A recent clinical trial reveals that an experimental, calcineurin-inhibitor-free immunosuppressant drug, tegoprubart, significantly outperforms the current standard-of-care treatment for preventing kidney transplant rejection.
Developed by Eledon Pharmaceuticals, tegoprubart is a specialized anti-CD40L antibody that selectively blocks the activation of specific immune cells in the CD40L pathway. This offers a highly precise target compared to tacrolimus—the traditional standard therapy used since the 1990s—which broadly suppresses the entire immune system and carries direct nephrotoxicity (kidney toxicity).
Long-term extension data from the Phase 2 BESTOW trial (Adams, 2025) was presented at the recent 2026 American Transplant Congress in Boston by study leader Dr. Andrew Adams, Professor of Surgery and Chief of the Division of Transplantation at the University of Minnesota.

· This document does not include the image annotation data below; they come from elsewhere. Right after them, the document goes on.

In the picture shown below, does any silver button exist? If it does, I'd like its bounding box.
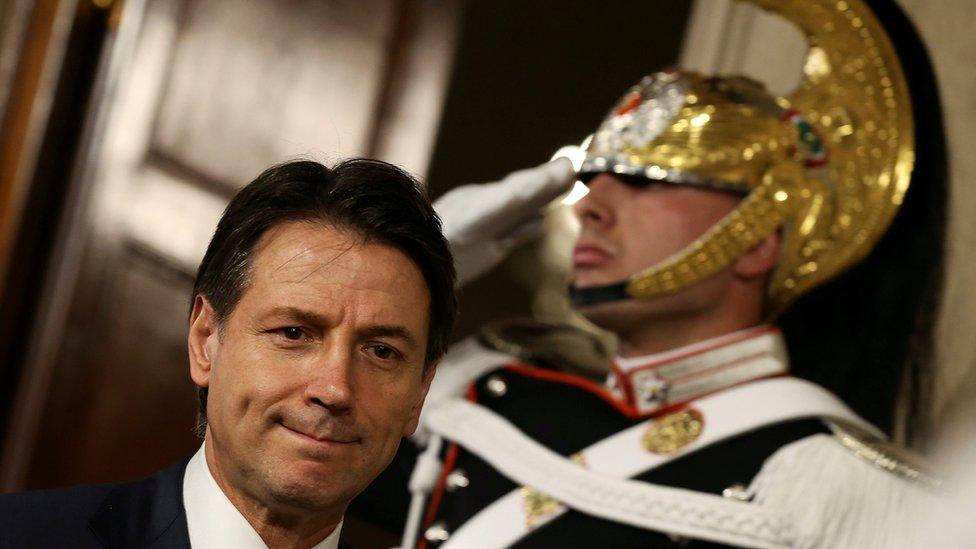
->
[485,374,508,397]
[722,484,752,501]
[633,372,670,404]
[424,522,451,543]
[446,469,470,492]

The updated results highlight the drug’s clear clinical superiority:
Zero Late Rejection: Patients taking tegoprubart experienced no graft loss and zero biopsy-proven acute rejection (BPAR) episodes after the first six months post-transplant. In contrast, the tacrolimus group experienced ongoing rejections, with roughly 64% of their total rejection events occurring after the six-month mark.

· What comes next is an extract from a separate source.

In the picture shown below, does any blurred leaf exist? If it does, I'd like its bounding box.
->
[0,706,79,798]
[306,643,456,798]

Superior Organ Function: Tegoprubart patients maintained significantly higher kidney function over time, showing a statistically significant 12 mL/min/1.73 m² advantage in mean estimated glomerular filtration rate (eGFR) at month 18 compared to the tacrolimus group (74 vs. 61 mL/min/1.73 m²).

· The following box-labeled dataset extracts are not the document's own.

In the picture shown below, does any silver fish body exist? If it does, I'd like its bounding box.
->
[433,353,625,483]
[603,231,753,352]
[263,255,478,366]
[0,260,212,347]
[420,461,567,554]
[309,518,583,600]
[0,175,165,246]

Fewer Side Effects: Only 2% of tegoprubart patients experienced headaches or acute kidney injury, compared to 12% and 6% for tacrolimus. Standard-of-care patients also suffered from extremity pain (10%), diarrhea (21%), and balance loss (6%), which were minimal or entirely absent in the tegoprubart group.
Driven by these positive outcomes and strong patient-reported satisfaction scores, Eledon has finalized its regulatory framework with the FDA and plans to launch a late-stage Phase 3 clinical trial for kidney recipients in late 2026.